UPDATE 1-Transocean adjusted profit rises on improved rig demand
Aug 7 (Reuters) - Transocean Ltd, owner of the world's largest offshore drilling fleet, on Wednesday reported an increase in adjusted quarterly profit as rates paid for its rigs rose along with demand for them, and the company kept costs contained.
Transocean, which has a new chairman after shareholders voted the previous one out, is pushing through a $300 million annual cost-cutting program this year and next to improve profitability.
The company's operating and maintenance costs fell below $1.4 billion in the second quarter from $1.6 billion last year, as it shrunk the size of its drilling fleet to 81 rigs over the past year through sales.
Average daily revenue for its fleet was nearly $383,000 in the quarter, up from $371,000 a year ago, reflecting a sector-wide rush to secure offshore drilling equipment.
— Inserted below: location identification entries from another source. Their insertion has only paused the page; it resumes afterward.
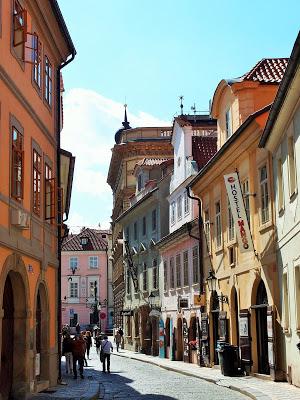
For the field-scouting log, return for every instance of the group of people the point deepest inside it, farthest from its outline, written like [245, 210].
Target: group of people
[77, 350]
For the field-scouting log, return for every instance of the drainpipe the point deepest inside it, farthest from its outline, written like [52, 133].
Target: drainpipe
[59, 210]
[199, 238]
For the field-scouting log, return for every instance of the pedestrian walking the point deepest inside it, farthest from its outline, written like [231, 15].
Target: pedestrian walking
[118, 340]
[67, 352]
[98, 342]
[78, 352]
[89, 343]
[106, 348]
[77, 328]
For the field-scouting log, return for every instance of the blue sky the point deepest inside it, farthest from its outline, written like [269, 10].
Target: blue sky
[151, 52]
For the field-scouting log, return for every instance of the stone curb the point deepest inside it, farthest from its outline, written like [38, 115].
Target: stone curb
[247, 391]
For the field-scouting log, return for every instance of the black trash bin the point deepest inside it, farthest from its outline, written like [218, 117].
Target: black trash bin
[229, 359]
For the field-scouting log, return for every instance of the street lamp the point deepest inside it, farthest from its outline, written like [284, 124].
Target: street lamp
[211, 281]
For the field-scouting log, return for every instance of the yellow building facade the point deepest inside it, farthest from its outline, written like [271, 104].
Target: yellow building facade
[242, 303]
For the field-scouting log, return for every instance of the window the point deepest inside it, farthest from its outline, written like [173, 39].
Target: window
[172, 275]
[207, 230]
[37, 176]
[48, 81]
[186, 203]
[230, 224]
[280, 185]
[178, 270]
[218, 224]
[73, 262]
[145, 277]
[292, 166]
[17, 173]
[228, 123]
[74, 290]
[245, 190]
[264, 193]
[195, 265]
[286, 308]
[155, 274]
[165, 275]
[154, 220]
[173, 212]
[93, 261]
[179, 207]
[135, 231]
[50, 198]
[185, 268]
[36, 69]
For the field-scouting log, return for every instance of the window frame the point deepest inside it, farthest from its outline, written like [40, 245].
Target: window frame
[37, 167]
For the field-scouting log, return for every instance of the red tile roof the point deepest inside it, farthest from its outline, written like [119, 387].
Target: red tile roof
[268, 70]
[95, 241]
[203, 149]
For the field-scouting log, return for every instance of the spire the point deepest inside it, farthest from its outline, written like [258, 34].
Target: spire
[125, 123]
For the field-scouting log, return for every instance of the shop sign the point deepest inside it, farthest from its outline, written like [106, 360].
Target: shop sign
[238, 212]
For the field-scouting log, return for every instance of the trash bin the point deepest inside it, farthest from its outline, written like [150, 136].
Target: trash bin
[229, 359]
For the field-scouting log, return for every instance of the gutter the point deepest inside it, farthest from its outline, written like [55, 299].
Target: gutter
[59, 204]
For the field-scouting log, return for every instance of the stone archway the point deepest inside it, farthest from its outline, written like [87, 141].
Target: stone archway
[42, 333]
[14, 289]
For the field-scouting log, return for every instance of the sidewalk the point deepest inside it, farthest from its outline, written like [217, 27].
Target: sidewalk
[253, 387]
[79, 389]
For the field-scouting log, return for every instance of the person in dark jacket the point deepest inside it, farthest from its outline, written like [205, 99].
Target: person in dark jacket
[67, 352]
[78, 352]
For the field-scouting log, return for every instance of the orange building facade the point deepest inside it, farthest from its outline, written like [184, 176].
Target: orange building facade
[34, 46]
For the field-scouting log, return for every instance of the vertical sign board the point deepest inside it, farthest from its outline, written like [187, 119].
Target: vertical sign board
[271, 341]
[238, 212]
[205, 339]
[245, 339]
[172, 353]
[161, 339]
[186, 348]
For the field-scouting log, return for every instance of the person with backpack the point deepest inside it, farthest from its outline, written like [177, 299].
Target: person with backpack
[106, 348]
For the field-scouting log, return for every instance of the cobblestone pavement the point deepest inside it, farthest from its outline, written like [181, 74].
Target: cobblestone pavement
[131, 379]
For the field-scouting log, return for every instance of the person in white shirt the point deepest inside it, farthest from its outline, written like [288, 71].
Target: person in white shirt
[106, 348]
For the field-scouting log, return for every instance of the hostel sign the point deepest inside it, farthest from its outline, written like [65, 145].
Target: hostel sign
[238, 212]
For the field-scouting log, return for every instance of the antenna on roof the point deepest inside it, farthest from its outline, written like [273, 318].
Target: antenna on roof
[181, 105]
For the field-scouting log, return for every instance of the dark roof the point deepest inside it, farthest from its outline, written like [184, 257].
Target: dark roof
[203, 149]
[62, 25]
[95, 241]
[282, 90]
[267, 70]
[228, 143]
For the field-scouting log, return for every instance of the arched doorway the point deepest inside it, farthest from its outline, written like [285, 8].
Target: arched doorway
[234, 308]
[215, 310]
[261, 329]
[41, 334]
[13, 370]
[179, 341]
[6, 376]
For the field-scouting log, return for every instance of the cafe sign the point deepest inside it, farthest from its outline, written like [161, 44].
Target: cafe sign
[238, 212]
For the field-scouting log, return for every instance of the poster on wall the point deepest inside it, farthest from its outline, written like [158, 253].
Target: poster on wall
[237, 206]
[172, 355]
[161, 339]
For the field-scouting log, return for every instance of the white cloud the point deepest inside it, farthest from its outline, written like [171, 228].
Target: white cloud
[90, 122]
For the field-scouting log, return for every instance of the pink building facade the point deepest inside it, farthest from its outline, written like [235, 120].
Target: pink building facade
[84, 279]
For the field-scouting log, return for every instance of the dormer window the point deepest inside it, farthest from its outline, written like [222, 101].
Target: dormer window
[228, 123]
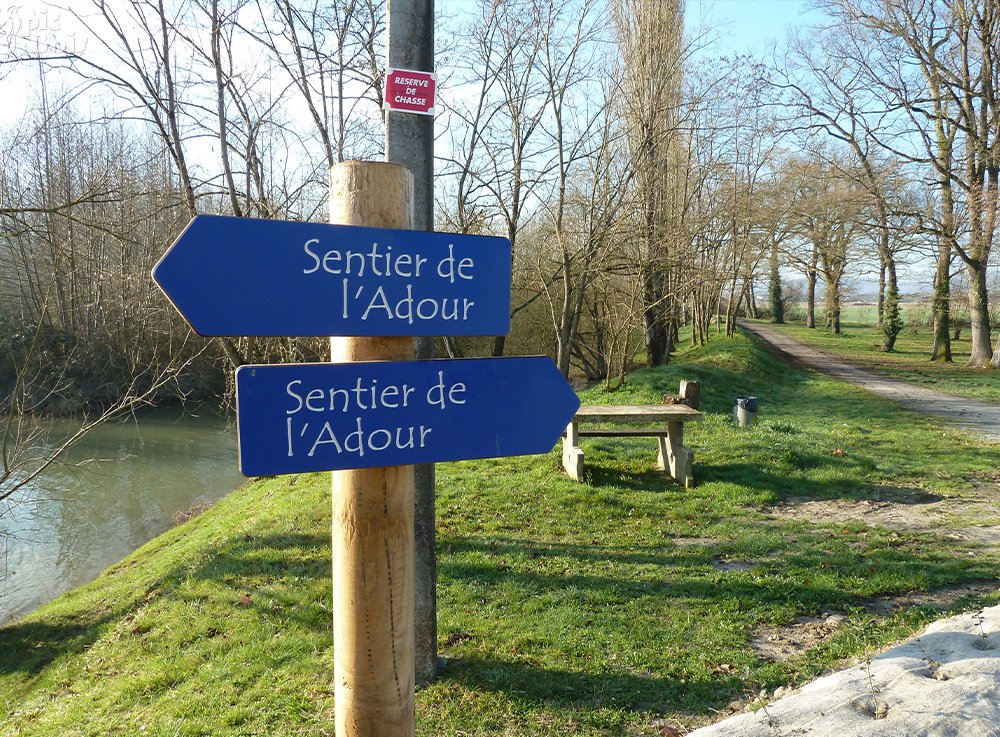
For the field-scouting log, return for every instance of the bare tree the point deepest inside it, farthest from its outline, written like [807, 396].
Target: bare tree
[936, 64]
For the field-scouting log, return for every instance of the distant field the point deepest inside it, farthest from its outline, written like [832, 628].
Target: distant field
[860, 341]
[621, 606]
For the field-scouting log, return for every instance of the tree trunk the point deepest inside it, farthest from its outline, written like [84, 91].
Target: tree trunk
[811, 299]
[979, 316]
[942, 306]
[655, 334]
[890, 321]
[882, 288]
[774, 293]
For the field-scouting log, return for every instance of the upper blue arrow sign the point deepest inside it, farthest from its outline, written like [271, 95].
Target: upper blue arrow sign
[329, 416]
[240, 276]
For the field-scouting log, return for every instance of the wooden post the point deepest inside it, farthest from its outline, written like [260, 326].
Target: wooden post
[572, 454]
[691, 393]
[373, 511]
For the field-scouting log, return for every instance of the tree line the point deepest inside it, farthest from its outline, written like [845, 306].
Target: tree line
[647, 183]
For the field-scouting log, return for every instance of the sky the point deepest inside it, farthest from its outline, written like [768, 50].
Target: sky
[746, 26]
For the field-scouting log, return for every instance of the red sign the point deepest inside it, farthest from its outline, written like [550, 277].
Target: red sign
[410, 91]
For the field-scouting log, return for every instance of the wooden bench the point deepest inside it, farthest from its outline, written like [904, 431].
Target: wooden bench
[673, 455]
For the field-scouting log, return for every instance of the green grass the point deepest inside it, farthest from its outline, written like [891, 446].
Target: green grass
[564, 608]
[909, 361]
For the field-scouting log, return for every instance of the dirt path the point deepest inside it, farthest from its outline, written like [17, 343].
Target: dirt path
[978, 418]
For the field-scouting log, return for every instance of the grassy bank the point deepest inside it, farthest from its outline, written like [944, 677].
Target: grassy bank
[909, 361]
[604, 608]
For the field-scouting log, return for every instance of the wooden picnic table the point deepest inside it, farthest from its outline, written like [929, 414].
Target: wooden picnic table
[669, 432]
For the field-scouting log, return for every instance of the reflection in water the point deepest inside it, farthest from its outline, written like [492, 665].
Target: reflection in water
[118, 488]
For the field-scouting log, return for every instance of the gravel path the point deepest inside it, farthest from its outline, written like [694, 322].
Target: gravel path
[944, 682]
[978, 418]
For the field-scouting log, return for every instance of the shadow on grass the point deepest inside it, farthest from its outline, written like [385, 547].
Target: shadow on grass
[247, 562]
[29, 647]
[572, 689]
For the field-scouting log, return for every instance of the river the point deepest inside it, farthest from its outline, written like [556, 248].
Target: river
[122, 485]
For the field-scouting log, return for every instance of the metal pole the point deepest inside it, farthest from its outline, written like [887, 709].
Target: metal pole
[410, 141]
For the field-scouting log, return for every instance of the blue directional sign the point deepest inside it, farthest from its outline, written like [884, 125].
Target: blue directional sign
[328, 416]
[240, 276]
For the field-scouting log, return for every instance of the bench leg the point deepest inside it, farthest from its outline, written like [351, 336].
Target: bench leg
[572, 454]
[675, 457]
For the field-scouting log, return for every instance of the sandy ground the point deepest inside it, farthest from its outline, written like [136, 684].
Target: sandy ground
[944, 682]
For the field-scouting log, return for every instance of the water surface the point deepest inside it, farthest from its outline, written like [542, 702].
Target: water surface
[122, 485]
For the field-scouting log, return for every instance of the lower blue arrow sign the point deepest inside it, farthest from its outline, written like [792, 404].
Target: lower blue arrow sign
[328, 416]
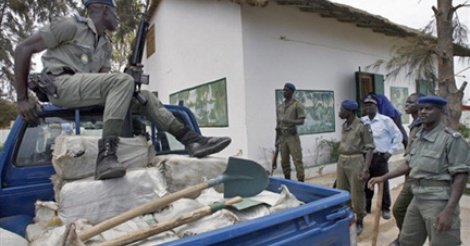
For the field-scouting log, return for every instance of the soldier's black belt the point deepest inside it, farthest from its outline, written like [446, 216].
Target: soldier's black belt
[61, 71]
[289, 131]
[430, 182]
[380, 153]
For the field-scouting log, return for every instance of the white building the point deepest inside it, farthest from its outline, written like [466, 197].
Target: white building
[317, 45]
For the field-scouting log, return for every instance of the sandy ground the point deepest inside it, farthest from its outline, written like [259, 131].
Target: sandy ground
[387, 229]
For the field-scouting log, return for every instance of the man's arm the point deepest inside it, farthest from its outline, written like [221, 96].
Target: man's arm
[444, 219]
[402, 169]
[23, 54]
[395, 134]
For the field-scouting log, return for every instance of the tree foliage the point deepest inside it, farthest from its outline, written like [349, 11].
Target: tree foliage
[430, 56]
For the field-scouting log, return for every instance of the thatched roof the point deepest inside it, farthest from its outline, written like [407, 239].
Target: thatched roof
[346, 14]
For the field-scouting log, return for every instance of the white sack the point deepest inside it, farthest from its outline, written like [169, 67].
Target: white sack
[211, 222]
[286, 200]
[46, 217]
[8, 238]
[269, 202]
[74, 157]
[97, 200]
[183, 171]
[217, 220]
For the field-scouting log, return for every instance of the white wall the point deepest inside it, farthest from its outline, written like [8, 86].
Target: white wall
[198, 42]
[316, 54]
[204, 40]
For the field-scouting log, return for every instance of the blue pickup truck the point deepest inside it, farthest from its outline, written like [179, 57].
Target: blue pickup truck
[25, 171]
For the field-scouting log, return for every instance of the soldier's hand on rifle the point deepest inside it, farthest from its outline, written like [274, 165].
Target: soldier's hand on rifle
[374, 181]
[364, 176]
[28, 109]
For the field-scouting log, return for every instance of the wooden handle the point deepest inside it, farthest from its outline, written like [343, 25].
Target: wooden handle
[140, 210]
[377, 214]
[168, 225]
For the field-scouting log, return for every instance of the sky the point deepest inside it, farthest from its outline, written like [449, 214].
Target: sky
[416, 14]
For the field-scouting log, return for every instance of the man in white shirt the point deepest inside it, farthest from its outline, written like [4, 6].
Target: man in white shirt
[387, 141]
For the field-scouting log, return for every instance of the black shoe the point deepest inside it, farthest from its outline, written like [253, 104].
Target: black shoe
[396, 242]
[208, 146]
[359, 227]
[107, 164]
[386, 214]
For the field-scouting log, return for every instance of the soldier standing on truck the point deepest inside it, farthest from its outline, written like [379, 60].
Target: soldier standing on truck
[438, 165]
[355, 154]
[405, 196]
[290, 114]
[76, 64]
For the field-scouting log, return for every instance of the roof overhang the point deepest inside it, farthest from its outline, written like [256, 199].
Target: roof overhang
[347, 14]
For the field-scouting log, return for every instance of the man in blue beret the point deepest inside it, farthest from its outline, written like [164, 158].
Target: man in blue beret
[438, 168]
[76, 65]
[290, 114]
[355, 154]
[404, 198]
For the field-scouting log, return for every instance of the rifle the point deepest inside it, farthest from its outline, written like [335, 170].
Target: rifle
[274, 159]
[134, 66]
[275, 153]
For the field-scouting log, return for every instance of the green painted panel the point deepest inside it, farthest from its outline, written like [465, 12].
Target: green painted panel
[319, 109]
[208, 102]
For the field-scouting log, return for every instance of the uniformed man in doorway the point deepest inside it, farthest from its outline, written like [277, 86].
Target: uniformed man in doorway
[290, 114]
[438, 165]
[355, 154]
[76, 64]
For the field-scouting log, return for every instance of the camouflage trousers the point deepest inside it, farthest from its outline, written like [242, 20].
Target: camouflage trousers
[114, 91]
[289, 145]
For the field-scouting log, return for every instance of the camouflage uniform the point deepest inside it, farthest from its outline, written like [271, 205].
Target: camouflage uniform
[405, 196]
[289, 141]
[356, 139]
[435, 156]
[77, 76]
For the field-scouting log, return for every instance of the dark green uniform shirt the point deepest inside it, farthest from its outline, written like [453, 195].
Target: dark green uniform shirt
[293, 110]
[74, 43]
[356, 138]
[436, 156]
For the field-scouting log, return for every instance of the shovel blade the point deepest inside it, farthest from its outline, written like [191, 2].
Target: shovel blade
[244, 178]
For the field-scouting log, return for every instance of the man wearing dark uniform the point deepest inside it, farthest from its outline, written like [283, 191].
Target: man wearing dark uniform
[290, 114]
[355, 154]
[438, 165]
[77, 61]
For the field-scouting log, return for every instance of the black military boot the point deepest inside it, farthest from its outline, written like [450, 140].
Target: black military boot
[199, 146]
[107, 164]
[287, 175]
[359, 226]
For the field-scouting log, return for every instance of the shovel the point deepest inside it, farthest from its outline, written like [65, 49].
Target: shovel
[241, 178]
[170, 224]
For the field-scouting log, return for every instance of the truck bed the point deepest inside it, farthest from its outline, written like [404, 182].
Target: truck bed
[324, 219]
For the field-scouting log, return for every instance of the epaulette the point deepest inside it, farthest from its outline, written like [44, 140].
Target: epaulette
[80, 19]
[453, 132]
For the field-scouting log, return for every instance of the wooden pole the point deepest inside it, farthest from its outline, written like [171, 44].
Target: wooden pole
[377, 214]
[168, 225]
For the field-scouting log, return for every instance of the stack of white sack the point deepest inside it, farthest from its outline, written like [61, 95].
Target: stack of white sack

Last month, rivals Ensco and Noble Corp both posted higher-than-expected profits, driven by higher rates.
Transocean said second-quarter net income was $307 million, or 84 cents per share, compared with a loss of $304 million, or 86 cents per share, a year ago - when it took a $750 million charge related to its liability for the Macondo spill in the Gulf of Mexico in 2010.
Excluding one-time items, Transocean earned $1.08 per share in the latest quarter, in line with the average of analysts' estimates on Thomson Reuters I/B/E/S, and up from an adjusted profit of 72 cents per share a year before. Revenue in the quarter rose 3 percent to about $2.4 billion.
Switzerland-based Transocean will discuss the quarter in more detail on a conference call with analysts on Thursday.
In May, after a challenge by activist investor Carl Icahn, Transocean's chairman, Michael Talbert, stepped down after being voted out. He was replaced by long-serving board member Ian Strachan.